The order of lookup file is important as if any match then exit from loop and no need to search further for that record and continue search for next record.

file1
------
one|xxxx|111111NEW YORK|abcd
two|yyy|TEXAS 222222TEXASTEXAS|defg
three|zzzz|CALIFORNIA TEXAS TEXAS 3333 CALIFORNIA|defg
four|kkkk|DALLAS DALLAS|defg
 
file2
-----
NEW YORK,NY
CALIFORNIA,CA
TEXAS,TX

If the file2 record 1st field matches with file1 record 3rd field then I need to do the below things.

if the string present only once then dont replace string and just add filed2 from lookup and |2|N at the end of line
if the string present more than once then leave the first occurence of string and replace the rest of occurences and add |2|Y at end of line.

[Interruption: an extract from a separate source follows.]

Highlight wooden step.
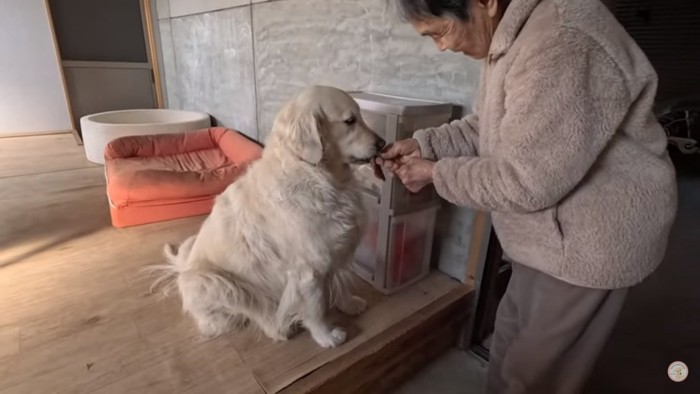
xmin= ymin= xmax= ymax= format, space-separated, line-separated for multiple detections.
xmin=282 ymin=283 xmax=473 ymax=394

if there is no match then just add space and |2|N at the end of line

So output is below.

 
one|xxxx|111111NEW YORK|abcd|NY|2|N (NEY YORK matched but present only once so not replacing. Also as match found exit from loop and no need to search and replace)
two|yyy|TEXAS 222222TXTX|defg|TX|2|Y (TEXAS present more than once and replacing from 2nd occurence and leaving the first occurence) 
three|zzzz|CALIFORNIA TEXAS TEXAS 3333 CA|defg|CA|2|Y ( only replaced the 2nd occurence of CALIFORNIA. TEXAS not replaced because if any match already done(CALIFORNIA) then no need to replace rest of matches so exit from loop.
four|kkkk|DALLAS DALLAS|defg| |2|N (no match so not replaced any thing)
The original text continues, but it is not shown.